Здесь жарят кофейные зерна и продают их либо прямо так, либо молотыми, как пожелаете, смотря зачем вам нужна чашка кофе, чего вы ждете от кофейных зерен. Может, вы предпочитаете Шекспира. А кого-то интересуют Лорел и Харди.
Но телефон все звонит.
Кофейня пуста, не считая кофежарочного аппарата, чье истинное назначение, судя по виду, – нечто средневековое, далекое от жарки кофейных зерен, какая-нибудь пакость из девятого века.

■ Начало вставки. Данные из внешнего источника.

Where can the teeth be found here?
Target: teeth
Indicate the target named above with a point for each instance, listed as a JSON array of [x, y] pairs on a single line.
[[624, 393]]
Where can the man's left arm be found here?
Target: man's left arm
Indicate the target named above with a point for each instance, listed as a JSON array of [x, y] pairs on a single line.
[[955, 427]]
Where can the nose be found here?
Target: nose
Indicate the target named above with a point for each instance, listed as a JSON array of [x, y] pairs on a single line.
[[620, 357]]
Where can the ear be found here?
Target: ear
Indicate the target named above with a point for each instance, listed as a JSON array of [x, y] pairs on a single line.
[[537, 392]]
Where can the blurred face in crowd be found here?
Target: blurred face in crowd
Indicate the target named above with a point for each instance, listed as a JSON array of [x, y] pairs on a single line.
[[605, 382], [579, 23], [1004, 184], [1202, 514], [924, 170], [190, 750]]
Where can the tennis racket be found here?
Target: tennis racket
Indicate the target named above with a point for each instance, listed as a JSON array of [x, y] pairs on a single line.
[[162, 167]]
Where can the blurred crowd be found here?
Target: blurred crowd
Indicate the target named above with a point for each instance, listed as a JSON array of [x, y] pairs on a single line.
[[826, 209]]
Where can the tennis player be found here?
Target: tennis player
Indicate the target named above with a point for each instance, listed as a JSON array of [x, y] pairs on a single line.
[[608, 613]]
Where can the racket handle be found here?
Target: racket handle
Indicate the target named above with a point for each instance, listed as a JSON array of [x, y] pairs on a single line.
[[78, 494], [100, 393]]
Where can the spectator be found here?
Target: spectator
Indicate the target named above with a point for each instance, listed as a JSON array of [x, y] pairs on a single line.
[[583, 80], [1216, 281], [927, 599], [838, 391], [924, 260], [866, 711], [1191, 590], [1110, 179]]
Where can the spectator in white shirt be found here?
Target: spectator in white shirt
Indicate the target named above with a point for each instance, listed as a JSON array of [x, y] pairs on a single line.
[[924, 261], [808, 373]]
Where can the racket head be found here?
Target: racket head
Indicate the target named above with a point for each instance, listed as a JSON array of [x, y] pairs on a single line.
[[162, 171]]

Рядом ждут прожарки безмолвные мешки кофейных зерен. Они прибыли из Южной Америки, Африки, из каких-то таких краев, далеких, загадочных – однако не таких загадочных, как телефонные звонки. Кофейня закрылась в шесть вечера.
В субботу.
Сейчас два ночи.
Воскресенье.
Телефон все звонит.
Кто там, на другом конце провода? О чем думает этот человек, слушая, как звонит телефон в пустой кофейне, где никто не снимет трубку до восьми утра понедельника? Пока звонит телефон, он сидит или стоит? Это мужчина или женщина?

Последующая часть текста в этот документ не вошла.